Oreolalax xiangchengensis
- Conservation status: Least Concern (IUCN 3.1)

Scientific classification
- Kingdom: Animalia
- Phylum: Chordata
- Class: Amphibia
- Order: Anura
- Family: Megophryidae
- Genus: Oreolalax
- Species: O. xiangchengensis
- Binomial name: Oreolalax xiangchengensis Fei and Huang, 1983
- Synonyms: Scutiger xiangchengensis (Fei and Huang, 1983)

= Oreolalax xiangchengensis =

- Authority: Fei and Huang, 1983
- Conservation status: LC
- Synonyms: Scutiger xiangchengensis (Fei and Huang, 1983)

Species of amphibian

Oreolalax xiangchengensis (Xiangcheng lazy toad or Xiangcheng toothed toad) is a species of amphibian in the family Megophryidae. It is endemic to China where it can be found in western Sichuan and in the Hengduan Mountains in northern Yunnan.
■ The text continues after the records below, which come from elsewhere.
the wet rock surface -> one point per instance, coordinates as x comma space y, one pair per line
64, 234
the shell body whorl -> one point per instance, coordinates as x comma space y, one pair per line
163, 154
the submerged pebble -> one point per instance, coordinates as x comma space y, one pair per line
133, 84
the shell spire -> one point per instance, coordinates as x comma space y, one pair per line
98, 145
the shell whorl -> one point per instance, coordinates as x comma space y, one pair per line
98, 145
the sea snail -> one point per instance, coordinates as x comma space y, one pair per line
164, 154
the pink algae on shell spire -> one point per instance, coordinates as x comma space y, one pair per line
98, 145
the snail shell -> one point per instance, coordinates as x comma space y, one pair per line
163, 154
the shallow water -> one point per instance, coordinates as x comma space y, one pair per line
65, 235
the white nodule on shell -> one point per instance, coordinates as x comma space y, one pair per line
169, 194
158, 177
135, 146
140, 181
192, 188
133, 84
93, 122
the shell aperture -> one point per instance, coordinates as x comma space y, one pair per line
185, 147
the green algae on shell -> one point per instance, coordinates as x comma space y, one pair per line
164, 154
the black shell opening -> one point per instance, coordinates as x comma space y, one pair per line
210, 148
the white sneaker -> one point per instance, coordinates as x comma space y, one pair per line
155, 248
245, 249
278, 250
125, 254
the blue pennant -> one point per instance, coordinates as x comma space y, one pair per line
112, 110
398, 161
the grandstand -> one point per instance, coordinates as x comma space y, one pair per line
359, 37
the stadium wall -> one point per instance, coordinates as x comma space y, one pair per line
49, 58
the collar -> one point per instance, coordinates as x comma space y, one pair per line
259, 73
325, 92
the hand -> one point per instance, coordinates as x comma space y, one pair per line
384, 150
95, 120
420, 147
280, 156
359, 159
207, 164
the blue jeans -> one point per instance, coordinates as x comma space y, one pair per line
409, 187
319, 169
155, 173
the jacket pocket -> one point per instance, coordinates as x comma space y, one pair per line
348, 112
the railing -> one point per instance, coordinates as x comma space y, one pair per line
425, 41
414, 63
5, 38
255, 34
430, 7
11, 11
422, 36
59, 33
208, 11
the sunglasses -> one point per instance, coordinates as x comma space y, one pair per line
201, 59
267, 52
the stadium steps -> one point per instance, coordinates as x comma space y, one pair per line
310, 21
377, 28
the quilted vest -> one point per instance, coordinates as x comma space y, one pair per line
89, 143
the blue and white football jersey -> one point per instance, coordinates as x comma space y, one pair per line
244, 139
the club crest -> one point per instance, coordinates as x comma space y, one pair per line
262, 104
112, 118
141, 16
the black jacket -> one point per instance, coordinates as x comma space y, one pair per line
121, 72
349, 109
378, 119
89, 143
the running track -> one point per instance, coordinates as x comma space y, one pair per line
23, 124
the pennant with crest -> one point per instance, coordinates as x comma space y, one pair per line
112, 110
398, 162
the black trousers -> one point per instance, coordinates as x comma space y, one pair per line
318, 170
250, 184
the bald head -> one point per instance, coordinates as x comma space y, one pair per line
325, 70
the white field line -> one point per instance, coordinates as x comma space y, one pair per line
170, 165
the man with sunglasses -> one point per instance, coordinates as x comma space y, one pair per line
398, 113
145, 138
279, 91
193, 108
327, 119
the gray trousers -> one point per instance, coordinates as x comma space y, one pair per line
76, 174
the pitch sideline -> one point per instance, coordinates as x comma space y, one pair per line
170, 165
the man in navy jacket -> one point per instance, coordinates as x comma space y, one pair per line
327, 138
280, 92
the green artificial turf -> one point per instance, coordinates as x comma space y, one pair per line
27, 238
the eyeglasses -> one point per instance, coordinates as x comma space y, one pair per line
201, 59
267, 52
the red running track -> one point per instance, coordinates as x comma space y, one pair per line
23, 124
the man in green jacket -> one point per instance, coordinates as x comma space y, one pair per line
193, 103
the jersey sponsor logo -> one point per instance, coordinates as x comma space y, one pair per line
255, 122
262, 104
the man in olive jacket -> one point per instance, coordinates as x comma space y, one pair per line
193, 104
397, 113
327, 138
Its range includes Baimaxueshan, Habaxueshan, Panzhihua-Sutie, and Yading Nature Reserves.

Its natural habitats are temperate forests, rivers, and freshwater springs. It is threatened by habitat loss.

Male Oreolalax xiangchengensis grow to about 49 mm in snout-vent length and females to about 57 mm. Tadpoles are 60 mm in length.